浅草に色香漂う
浅草の名所は浅草寺の裏一帯、観音堂の西側に当たる「奥山」と呼ばれた地域だ。境内に楊枝店や水茶屋などが軒を連ねる一方、奥山には見世物小屋が並び、花見がてら参詣をする人たちを大いに楽しませた。

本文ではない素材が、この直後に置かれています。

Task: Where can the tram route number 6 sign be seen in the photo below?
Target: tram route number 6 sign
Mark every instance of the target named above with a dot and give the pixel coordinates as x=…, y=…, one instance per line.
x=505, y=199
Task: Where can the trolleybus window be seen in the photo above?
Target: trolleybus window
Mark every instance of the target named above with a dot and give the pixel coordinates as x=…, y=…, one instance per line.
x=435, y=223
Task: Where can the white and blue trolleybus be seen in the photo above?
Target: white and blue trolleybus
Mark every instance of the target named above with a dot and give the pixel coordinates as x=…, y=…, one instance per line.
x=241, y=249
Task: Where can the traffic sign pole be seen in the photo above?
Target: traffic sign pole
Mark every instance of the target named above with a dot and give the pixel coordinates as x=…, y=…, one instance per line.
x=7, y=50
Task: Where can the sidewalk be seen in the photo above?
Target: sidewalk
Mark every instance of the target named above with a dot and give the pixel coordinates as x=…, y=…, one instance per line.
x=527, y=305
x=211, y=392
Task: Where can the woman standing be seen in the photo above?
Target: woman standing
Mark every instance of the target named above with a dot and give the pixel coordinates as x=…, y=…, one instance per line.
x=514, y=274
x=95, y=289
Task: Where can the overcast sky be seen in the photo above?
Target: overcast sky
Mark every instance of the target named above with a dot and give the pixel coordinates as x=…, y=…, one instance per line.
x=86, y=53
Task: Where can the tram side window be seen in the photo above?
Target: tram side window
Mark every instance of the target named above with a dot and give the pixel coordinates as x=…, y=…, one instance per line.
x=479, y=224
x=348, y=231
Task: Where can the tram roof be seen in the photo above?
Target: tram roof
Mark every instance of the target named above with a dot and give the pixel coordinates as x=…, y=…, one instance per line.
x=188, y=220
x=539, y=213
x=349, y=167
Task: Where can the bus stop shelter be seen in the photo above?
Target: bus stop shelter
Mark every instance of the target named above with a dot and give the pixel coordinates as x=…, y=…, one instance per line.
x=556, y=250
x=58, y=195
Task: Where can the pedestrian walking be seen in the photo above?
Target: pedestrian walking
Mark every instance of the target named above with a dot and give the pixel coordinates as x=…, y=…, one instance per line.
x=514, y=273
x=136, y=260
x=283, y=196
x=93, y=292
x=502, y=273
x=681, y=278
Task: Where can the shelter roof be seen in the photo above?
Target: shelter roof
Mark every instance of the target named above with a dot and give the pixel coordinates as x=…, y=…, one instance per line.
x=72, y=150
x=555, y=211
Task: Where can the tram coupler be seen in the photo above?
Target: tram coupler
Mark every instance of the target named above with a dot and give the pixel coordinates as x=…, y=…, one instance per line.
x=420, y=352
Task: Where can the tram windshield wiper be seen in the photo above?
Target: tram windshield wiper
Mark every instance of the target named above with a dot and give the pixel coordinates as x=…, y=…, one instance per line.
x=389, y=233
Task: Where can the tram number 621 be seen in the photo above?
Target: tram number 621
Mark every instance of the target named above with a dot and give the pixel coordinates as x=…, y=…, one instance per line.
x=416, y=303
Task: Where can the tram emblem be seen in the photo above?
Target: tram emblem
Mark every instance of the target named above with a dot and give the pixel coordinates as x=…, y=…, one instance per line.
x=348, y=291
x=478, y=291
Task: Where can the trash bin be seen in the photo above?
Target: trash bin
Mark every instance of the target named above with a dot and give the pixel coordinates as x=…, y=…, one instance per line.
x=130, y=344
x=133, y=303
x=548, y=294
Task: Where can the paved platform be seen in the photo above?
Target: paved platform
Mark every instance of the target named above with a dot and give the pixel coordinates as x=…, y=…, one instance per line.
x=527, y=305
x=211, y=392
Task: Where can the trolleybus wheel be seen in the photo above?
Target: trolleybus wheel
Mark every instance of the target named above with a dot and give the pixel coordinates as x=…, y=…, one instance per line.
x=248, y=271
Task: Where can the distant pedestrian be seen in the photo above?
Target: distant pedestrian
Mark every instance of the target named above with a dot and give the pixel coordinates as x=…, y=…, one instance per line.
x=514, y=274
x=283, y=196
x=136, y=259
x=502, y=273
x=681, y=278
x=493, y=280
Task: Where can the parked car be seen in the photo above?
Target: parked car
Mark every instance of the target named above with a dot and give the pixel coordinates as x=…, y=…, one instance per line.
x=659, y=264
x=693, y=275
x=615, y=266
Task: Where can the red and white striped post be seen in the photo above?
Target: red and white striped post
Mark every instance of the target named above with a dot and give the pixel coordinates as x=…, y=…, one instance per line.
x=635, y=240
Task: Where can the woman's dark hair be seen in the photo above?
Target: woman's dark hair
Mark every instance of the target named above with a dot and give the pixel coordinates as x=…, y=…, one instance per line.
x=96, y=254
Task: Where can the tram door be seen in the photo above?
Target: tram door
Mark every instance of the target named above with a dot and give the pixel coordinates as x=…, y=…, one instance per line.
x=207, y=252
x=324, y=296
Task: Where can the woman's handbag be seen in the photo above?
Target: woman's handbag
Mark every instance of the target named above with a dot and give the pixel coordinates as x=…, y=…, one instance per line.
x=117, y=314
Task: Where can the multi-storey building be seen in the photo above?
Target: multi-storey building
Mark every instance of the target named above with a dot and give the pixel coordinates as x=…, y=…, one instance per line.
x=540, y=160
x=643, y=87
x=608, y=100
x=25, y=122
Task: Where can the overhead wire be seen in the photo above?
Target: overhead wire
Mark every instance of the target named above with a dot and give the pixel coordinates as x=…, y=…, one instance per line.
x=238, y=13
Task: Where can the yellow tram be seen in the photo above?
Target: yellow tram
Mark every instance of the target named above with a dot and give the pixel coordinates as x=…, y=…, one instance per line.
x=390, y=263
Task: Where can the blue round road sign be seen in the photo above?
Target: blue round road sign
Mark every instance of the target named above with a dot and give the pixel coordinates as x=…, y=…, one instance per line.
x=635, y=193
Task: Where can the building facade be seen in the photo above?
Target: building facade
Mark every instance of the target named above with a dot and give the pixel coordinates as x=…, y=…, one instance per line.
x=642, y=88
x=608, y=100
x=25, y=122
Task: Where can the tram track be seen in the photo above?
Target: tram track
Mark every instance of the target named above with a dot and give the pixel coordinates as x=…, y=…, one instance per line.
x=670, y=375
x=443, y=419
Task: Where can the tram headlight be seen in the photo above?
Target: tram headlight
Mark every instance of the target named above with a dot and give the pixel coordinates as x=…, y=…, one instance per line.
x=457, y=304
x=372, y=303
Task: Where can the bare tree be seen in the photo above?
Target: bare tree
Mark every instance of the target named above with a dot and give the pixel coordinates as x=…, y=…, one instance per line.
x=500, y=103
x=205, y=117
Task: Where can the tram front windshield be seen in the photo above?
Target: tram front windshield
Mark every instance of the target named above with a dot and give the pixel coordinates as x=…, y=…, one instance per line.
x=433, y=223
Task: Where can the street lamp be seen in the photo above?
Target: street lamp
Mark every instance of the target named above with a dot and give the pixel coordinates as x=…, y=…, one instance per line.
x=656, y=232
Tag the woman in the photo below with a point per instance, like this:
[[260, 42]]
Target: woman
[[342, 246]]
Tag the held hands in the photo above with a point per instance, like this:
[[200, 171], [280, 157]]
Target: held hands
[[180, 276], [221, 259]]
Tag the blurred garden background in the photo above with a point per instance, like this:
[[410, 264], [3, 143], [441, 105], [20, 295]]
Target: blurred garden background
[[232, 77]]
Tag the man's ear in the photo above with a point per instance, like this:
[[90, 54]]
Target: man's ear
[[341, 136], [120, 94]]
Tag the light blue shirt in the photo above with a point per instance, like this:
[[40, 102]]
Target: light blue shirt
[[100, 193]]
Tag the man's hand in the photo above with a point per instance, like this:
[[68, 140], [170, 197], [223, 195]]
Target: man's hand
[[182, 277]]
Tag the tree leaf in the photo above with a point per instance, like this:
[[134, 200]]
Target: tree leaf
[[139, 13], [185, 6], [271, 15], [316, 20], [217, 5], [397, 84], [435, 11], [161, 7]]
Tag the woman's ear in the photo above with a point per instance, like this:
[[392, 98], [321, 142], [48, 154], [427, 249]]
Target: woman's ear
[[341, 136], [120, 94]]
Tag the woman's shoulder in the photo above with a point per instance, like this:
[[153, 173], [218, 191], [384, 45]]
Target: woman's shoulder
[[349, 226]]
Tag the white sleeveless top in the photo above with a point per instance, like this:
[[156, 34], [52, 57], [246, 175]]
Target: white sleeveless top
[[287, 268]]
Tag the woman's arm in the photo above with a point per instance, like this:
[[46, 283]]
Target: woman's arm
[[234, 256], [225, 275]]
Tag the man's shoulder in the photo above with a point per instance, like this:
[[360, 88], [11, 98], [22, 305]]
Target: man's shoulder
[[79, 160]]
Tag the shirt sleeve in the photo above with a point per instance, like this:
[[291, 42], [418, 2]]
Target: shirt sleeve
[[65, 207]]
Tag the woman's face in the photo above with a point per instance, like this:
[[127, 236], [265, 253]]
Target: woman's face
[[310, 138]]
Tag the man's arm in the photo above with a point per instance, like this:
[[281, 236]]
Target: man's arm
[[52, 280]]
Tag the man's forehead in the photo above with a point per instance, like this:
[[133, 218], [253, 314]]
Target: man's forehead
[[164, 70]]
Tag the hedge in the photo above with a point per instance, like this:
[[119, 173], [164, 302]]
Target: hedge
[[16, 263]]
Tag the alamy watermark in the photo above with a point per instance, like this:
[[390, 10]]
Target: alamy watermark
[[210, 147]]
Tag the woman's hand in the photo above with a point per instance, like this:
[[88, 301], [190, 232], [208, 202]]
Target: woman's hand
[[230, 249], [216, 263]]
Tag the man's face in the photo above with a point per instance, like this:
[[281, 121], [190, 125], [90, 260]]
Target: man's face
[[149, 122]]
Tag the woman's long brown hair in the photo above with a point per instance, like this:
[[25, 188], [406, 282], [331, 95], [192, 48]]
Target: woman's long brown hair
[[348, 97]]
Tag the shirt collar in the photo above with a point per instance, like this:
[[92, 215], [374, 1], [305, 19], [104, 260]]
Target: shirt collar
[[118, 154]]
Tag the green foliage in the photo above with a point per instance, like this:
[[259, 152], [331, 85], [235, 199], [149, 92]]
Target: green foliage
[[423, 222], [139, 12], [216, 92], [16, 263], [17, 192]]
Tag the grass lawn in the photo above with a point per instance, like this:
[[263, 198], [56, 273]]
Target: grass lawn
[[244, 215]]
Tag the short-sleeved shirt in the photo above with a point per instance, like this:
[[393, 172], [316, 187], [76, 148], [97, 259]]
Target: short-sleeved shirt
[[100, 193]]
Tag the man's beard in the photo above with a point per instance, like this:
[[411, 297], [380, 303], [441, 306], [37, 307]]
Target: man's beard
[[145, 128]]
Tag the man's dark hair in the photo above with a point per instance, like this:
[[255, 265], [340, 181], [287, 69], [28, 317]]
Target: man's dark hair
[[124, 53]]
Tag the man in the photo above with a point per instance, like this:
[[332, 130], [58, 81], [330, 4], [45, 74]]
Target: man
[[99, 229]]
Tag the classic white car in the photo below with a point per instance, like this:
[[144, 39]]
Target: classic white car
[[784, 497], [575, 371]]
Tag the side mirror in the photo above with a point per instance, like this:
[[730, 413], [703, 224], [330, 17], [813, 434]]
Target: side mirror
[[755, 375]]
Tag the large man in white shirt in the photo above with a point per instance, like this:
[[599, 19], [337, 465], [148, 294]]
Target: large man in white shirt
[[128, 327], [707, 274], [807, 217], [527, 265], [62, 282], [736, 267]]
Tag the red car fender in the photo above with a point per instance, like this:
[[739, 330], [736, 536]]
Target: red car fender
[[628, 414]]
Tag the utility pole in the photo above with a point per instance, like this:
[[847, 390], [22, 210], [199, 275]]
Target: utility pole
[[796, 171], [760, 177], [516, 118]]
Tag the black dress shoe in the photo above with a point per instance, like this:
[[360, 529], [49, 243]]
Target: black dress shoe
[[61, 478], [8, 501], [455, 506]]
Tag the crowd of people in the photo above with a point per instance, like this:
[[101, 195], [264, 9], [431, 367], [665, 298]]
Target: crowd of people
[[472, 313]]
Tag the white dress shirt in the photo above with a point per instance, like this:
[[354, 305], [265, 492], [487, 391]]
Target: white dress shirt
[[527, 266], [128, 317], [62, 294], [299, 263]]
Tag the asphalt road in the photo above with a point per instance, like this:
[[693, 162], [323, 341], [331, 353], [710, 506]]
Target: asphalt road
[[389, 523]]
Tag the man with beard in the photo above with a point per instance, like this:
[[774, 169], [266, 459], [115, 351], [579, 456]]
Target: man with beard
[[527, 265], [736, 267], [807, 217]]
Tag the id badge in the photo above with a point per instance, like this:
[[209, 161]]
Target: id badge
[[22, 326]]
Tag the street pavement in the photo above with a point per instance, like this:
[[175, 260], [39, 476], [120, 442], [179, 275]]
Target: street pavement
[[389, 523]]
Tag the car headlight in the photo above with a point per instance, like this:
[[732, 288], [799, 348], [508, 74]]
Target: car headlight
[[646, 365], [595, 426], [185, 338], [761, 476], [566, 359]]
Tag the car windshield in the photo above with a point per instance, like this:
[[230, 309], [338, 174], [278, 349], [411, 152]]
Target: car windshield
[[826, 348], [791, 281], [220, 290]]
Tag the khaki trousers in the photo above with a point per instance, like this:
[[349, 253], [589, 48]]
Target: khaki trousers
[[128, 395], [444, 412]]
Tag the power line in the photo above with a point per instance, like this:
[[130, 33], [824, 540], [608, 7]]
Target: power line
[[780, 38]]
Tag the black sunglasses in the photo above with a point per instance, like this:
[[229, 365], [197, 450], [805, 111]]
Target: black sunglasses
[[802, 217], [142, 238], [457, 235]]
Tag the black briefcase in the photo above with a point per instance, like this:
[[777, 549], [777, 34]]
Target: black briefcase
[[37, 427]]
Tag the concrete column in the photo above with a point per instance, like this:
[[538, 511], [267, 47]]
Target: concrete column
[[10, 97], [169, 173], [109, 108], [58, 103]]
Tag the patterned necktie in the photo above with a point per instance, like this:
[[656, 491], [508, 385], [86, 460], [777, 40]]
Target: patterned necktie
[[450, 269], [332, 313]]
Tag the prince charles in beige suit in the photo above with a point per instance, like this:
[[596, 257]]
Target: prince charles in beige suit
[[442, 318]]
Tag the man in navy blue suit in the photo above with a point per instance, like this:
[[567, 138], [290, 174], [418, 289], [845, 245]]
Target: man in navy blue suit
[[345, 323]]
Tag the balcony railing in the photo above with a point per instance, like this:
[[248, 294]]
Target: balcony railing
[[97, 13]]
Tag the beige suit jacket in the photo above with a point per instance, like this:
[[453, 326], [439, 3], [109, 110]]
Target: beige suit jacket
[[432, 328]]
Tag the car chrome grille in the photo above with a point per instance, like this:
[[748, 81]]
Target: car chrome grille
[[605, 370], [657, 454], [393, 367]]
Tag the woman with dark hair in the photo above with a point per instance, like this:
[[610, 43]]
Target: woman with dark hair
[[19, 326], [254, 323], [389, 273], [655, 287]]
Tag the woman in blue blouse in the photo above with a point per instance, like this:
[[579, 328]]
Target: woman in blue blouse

また吉宗の時代、本堂の真後ろに立つ念仏堂では、開祖・善応がやぶ畳を開いて植樹した、その名も「千本桜」が人気を呼んだ。吉原の遊女たちが桜を寄進し、一本一本に源氏名を書いて宣伝したと伝わる。つやっぽい色香漂うこの名所では、桜にちなむ色柄の着物や帯、簪(かんざし)をまとった遊女らの華やかな姿に出会えることも、大きな楽しみの一つだっただろう。
墨堤、圧巻の桜並木
「墨堤」と呼ばれた隅田堤は、三囲(みめぐり)神社から木母寺(もくぼじ)まで延びる隅田川沿いの道。ここには4代・家綱の時代に桜が植えられた。その後、吉宗がまず桜を100本、約10年後に桃・柳・桜を計150本植えたことで、花見の名所になったという。隅田川東岸の約4kmにおよぶ桜並木は圧巻だ。
また向島・長命寺門前の桜餅は今も人気の名物菓子。この寺の門番だった山本新六が、隅田堤の桜の葉を利用して売り出したところ、花見の土産としてとてもよく売れたそうだ。